Medea
Satoshi Miyagi, celebrated Artistic Director of Japan’s SPAC (Shizuoka Performing Arts Center), confronts the haunting legacy of empire with a spectacular contemporary reinterpretation of Euripides’ Medea, set in Japan’s late 19th-century Meiji era.
Through breath-taking visual symbolism, traditional music, and a form-defying performance, tradition and experimentation are fused in a bold postcolonial feminist retelling of Euripides’ classic. In Miyagi’s signature style, each character is played by two performers: a “speaker,” here played by men, and a “mover,” played by women, using movement rooted in kabuki technique.
Medea is the shocking story of a woman who, betrayed and cast aside by her treacherous lover, takes hideous revenge by murdering the children they both love.
During the male-dominated Meiji era imperial ambition masked itself as modernisation.
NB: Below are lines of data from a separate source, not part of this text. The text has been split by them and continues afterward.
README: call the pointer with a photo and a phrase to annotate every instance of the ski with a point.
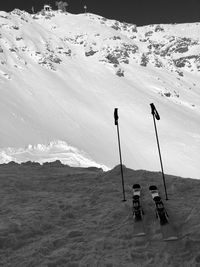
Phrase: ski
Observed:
(137, 211)
(167, 230)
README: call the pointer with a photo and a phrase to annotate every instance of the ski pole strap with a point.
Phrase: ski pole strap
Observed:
(116, 117)
(154, 111)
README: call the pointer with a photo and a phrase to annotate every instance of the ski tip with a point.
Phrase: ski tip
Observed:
(171, 238)
(140, 234)
(136, 186)
(153, 187)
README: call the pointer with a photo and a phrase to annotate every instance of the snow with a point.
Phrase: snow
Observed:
(51, 92)
(56, 215)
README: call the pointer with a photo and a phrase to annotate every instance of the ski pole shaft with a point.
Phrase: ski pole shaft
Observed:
(120, 154)
(163, 176)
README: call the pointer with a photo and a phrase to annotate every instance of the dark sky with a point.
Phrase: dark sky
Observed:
(140, 12)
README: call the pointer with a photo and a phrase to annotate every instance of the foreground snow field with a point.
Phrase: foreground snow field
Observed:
(56, 215)
(62, 75)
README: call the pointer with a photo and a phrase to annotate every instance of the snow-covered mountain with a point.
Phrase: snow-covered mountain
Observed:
(62, 75)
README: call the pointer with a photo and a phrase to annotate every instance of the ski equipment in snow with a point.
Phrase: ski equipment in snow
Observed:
(137, 211)
(166, 228)
(161, 213)
(155, 114)
(116, 117)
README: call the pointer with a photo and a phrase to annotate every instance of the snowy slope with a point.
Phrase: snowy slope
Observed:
(62, 75)
(55, 215)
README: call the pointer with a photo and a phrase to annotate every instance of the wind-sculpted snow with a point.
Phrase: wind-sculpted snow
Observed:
(62, 75)
(47, 153)
(56, 215)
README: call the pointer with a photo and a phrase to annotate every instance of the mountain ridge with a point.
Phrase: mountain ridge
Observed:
(83, 61)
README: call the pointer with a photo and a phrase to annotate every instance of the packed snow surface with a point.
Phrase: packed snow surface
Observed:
(62, 75)
(56, 215)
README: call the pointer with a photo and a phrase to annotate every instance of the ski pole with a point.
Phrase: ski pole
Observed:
(116, 117)
(155, 114)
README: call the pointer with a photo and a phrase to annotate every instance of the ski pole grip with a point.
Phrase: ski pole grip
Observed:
(116, 117)
(154, 111)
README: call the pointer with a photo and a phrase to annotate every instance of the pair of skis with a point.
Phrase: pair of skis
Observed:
(167, 230)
Male diners at a traditional restaurant summon female waitresses for entertainment, and the tragic tale of Medea unfolds as a play-within-a-play. Miyagi uses Euripides’ tragedy to create a searing critique of nationalism, gendered oppression, and colonial violence.
This stunning and internationally acclaimed production, which has travelled to 20 cities and 11 countries, provides a fresh, dynamic take on this timeless story of grief, betrayal, and vengeance.